High School

A 56.7-µF capacitor is connected to a generator operating at a low frequency. The rms voltage of the generator is 4.36 V and is constant. A fuse in series with the capacitor has negligible resistance and will burn out when the rms current reaches 15.7 A.

As the generator frequency is increased, at what frequency will the fuse burn out?

Answer :

Final answer:

The question asks for the frequency at which a 56.7 µF capacitor in an AC circuit will cause a fuse to burn out due to excessive rms current when the rms voltage is constant at 4.36 V. Using the formulas for capacitive reactance and rms current, we can solve for the frequency that results in a current of 15.7 A.

Explanation:

The question pertains to finding the frequency at which a capacitor in an AC circuit will cause a fuse to burn out due to excessive rms current.
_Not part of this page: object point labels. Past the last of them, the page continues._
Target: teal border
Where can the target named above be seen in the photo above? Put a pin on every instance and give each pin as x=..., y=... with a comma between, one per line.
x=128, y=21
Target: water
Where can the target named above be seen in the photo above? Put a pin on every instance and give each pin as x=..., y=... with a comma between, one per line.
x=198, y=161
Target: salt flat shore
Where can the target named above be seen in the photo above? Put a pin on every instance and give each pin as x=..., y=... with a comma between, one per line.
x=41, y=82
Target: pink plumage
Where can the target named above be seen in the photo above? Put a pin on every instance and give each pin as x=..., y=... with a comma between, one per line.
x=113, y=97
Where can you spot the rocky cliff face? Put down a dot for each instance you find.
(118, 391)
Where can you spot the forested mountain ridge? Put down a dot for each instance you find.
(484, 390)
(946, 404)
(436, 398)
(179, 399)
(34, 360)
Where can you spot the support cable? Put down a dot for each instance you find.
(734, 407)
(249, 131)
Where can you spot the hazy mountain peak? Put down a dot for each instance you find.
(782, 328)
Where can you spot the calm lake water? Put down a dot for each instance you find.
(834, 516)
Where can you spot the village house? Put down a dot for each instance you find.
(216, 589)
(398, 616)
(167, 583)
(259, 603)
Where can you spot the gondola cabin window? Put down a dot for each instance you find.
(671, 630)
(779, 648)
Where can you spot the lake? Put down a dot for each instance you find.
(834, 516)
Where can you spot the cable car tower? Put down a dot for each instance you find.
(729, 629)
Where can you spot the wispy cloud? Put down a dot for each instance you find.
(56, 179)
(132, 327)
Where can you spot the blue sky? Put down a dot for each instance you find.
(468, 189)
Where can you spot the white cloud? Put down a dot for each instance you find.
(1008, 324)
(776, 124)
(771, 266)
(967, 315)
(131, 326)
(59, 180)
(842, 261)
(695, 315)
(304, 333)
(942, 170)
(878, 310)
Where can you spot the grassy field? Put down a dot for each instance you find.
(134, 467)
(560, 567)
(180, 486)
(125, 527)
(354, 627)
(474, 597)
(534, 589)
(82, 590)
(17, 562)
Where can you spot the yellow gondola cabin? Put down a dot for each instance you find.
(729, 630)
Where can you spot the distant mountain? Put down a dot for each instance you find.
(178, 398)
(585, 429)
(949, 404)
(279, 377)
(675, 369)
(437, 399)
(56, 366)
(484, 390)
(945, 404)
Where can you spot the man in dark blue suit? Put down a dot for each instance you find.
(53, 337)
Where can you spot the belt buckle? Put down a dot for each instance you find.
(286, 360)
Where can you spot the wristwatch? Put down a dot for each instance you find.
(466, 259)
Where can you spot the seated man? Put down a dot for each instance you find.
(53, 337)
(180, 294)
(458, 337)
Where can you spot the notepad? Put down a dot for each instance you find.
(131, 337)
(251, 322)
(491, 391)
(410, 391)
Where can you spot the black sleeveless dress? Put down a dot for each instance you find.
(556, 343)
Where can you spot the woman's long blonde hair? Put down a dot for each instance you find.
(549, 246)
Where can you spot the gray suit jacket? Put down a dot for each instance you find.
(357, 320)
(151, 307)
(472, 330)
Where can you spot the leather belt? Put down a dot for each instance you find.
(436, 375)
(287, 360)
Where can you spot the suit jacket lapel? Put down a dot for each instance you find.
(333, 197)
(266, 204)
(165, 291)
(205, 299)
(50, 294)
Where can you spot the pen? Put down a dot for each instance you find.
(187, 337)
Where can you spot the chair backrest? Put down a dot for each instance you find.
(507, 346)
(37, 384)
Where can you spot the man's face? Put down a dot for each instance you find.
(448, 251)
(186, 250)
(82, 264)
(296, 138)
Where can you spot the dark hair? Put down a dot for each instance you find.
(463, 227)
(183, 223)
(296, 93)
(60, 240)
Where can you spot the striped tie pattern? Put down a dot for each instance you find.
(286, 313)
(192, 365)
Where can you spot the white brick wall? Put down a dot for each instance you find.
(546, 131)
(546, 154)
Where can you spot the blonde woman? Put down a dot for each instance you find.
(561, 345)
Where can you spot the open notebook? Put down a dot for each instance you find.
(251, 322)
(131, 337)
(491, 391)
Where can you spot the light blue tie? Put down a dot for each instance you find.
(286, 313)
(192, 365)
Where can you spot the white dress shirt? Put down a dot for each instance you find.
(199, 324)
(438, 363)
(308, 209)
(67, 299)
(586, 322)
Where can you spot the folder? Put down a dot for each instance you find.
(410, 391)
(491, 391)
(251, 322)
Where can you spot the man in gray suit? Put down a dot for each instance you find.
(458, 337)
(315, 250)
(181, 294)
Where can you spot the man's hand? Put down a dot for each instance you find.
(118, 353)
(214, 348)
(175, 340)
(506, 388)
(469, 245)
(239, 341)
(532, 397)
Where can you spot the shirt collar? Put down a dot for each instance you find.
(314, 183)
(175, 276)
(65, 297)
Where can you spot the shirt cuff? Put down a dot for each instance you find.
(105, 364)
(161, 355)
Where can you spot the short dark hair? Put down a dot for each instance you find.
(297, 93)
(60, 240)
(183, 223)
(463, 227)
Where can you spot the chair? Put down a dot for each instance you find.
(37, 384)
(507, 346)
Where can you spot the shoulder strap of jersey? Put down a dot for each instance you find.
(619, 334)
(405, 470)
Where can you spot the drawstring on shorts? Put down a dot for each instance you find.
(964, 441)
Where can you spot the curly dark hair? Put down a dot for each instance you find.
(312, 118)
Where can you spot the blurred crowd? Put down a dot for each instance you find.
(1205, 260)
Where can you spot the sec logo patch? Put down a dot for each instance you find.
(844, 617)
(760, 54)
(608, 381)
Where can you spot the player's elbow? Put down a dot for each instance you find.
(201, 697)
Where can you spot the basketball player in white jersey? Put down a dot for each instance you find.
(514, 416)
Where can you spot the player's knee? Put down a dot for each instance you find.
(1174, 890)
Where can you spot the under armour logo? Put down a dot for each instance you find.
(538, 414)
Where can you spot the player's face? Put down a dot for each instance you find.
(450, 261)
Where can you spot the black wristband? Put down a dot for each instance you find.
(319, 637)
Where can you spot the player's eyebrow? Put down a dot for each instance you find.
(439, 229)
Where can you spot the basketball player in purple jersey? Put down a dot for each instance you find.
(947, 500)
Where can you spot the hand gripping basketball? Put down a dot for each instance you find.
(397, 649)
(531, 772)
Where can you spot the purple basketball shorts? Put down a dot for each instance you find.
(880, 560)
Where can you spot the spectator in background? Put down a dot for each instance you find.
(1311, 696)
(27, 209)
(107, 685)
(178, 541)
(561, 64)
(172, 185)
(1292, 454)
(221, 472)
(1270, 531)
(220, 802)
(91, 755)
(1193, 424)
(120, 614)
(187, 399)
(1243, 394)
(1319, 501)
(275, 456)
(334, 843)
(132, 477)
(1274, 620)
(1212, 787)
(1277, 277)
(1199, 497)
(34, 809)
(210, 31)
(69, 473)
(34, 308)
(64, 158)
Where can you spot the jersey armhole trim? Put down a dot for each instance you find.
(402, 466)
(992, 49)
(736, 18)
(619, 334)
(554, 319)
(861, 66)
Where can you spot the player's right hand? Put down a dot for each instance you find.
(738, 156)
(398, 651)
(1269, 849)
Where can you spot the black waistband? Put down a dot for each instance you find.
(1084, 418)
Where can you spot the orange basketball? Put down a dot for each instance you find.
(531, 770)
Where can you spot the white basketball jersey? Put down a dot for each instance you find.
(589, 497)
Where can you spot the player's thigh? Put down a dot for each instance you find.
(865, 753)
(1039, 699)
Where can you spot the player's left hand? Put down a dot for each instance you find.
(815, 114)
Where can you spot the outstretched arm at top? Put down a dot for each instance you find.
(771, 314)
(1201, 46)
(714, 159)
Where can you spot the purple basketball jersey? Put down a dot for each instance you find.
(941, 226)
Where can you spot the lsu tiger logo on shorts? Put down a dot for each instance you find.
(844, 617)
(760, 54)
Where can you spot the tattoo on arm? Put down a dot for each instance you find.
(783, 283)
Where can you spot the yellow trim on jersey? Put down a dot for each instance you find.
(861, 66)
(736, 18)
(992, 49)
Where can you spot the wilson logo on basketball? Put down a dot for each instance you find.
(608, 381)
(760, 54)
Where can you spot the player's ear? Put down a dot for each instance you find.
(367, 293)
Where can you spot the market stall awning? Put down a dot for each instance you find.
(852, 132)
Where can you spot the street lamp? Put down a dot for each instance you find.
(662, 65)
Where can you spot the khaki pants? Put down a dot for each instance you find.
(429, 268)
If the capacitor has a capacitance of 56.7 µF and is connected to a generator with a constant rms voltage of 4.36 V, we can calculate the frequency at which the rms current will reach the threshold of 15.7 A using the formula for capacitive reactance (Xc) and the formula for rms current in terms of voltage and reactance. The capacitive reactance is given by Xc = 1 / (2πfC), and the rms current (Irms) is Vrms / Xc. By plugging in the known values and solving for the frequency f, we can find the frequency that will cause the rms current to exceed the fuse's limit.